Di jalur kemampuan terapan, ada SMK, akademi (D1, D2, D3 dan D4) yang berkonsentrasi kepada kemampuan terapan. Sedang jalur SMK dan perguruan tinggi (S1) berorientasi pada kemampuan analitis dan riset. Tidak berarti kemampuan terapan lebih rendah dari kemampuan analitis. Asumsi ini timbul karena perbedaan jalur ini kurang dipahami dan kurangnya sosialisasi. Trend ini mulai berubah dengan banyaknya universitas besar menawarkan program Extension dan D1 seperti halnya UI dan UGM.

Dikmenjur (Direktorat Menengah Kejuruan) di bawah kepemimpinan Gatot Hari Priowirjanto sukses melakukan banyak terobosan. Dengan membuat SMK TI, jaringan sekolah SMK telah membantu penyelenggaraan Pemilu 2004 karena para lulusannya siap menjadi operator data entry. Perbaikan kurikulum SMK Grafika mengundang pelaku industri seperti Forum Grafika Digital yang merupakan gabungan vendor dan praktisi dunia pracetak dan cetak. Kini sedang dikembangkan SMK Desain Grafis, Rekayasa Perangkat Lunak dan Multimedia yang lulusannya memiliki kemampuan sebagai operator yang handal dan siap pakai.

Microsoft juga tidak mau kalah dengan program satu sekolah satu lab satu komputer, di mana Microsoft menyediakan secara gratis satu buah komputer bekas (standar Pentium III), software original dan training untuk para guru di setiap sekolah. Dengan menggandeng Pemda dan Telkom, mereka mendorong terciptanya melek IT di seluruh Indonesia karena pemerintah daerah mendukung pendanaan dan infrastruktur koneksi ke Internet. Sayangnya program ini terhenti karena adanya peraturan pemerintah yang melarang PC bekas dilarang masuk ke Indonesia.

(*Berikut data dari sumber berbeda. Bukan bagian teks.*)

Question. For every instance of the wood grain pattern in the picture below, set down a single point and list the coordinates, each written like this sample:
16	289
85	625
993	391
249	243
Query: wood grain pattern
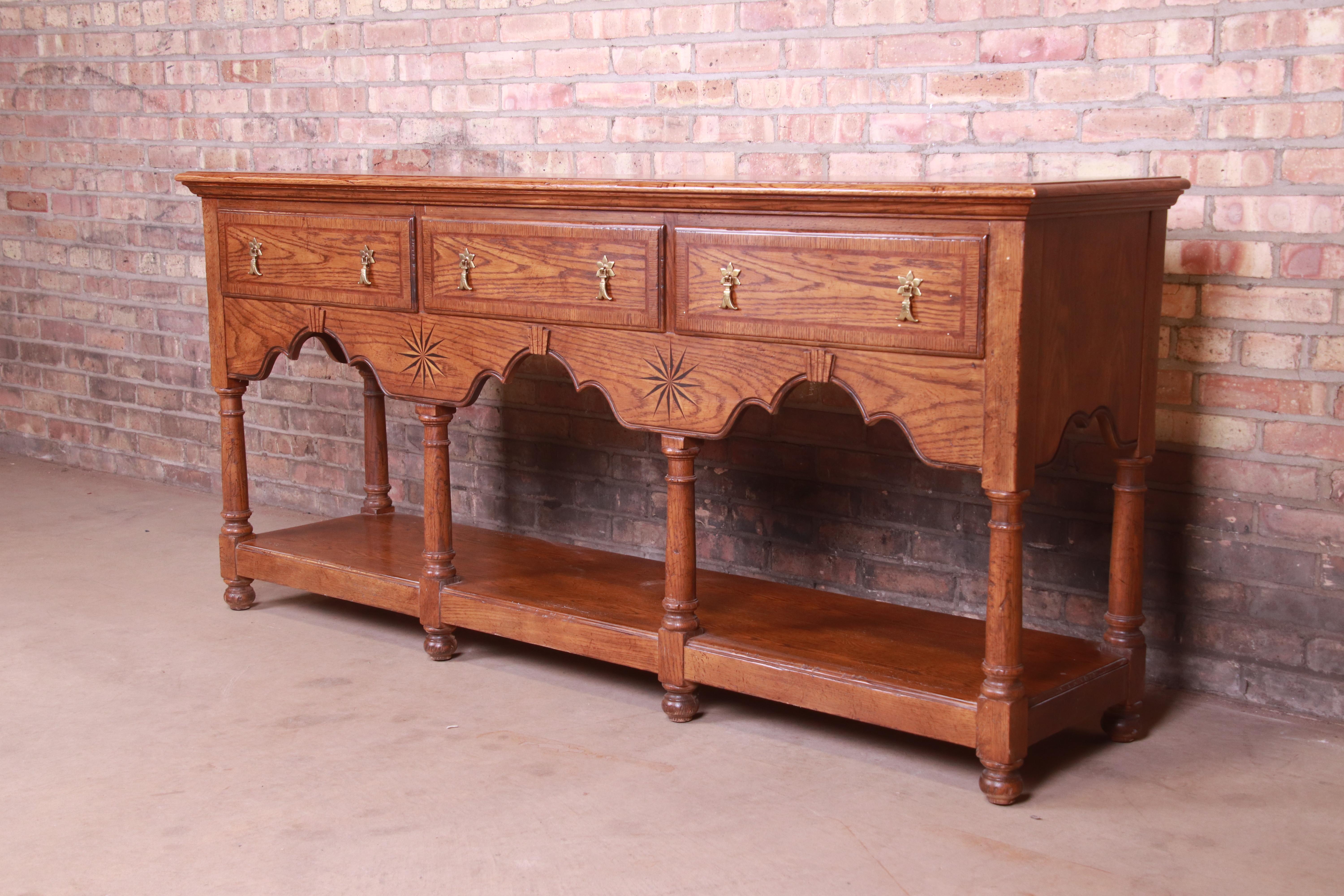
989	202
663	383
831	288
900	667
317	258
1038	306
545	272
1091	315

Lifecycle Model Pendidikan

Sebagai produk, pendidikan juga memiliki cycle dari mulai introduksi ke masyarakat, mulai dikenal hingga menjadi trend. Kursus Bahasa Inggris yang dulu hanya ‘nice to have’, belakangan ini marak di berbagai kota karena telah menjadi kebutuhan yang ‘must have’. English First, ILP dan LIA merupakan beberapa brand yang cukup dikenal publik yang masing-masing menyasar segmen berbeda. Perkembangan luar biasa khususnya dialami oleh English First, dengan brand kuat, bentuk desain logo yang lugas dan dikomunikasikan dengan memasang plang di mana-mana, kini tersebar luas di kota-kota seluruh Indonesia dan mampu melampaui popularitas para jago kandang di tempat mereka berada. Bisa diprediksikan bahwa China yang kini telah menjadi pengekspor terbesar ketiga dunia setelah US dan Jepang bakal mendorong pendidikan Bahasa Mandarin sebagai kebutuhan. Meminjam istilah Geoffrey Moore dalam buku Crossing the Chasm, pendidikan Bahasa Inggris telah melalui ‘chasm’ dari para early adopter ke early majority dan late majority.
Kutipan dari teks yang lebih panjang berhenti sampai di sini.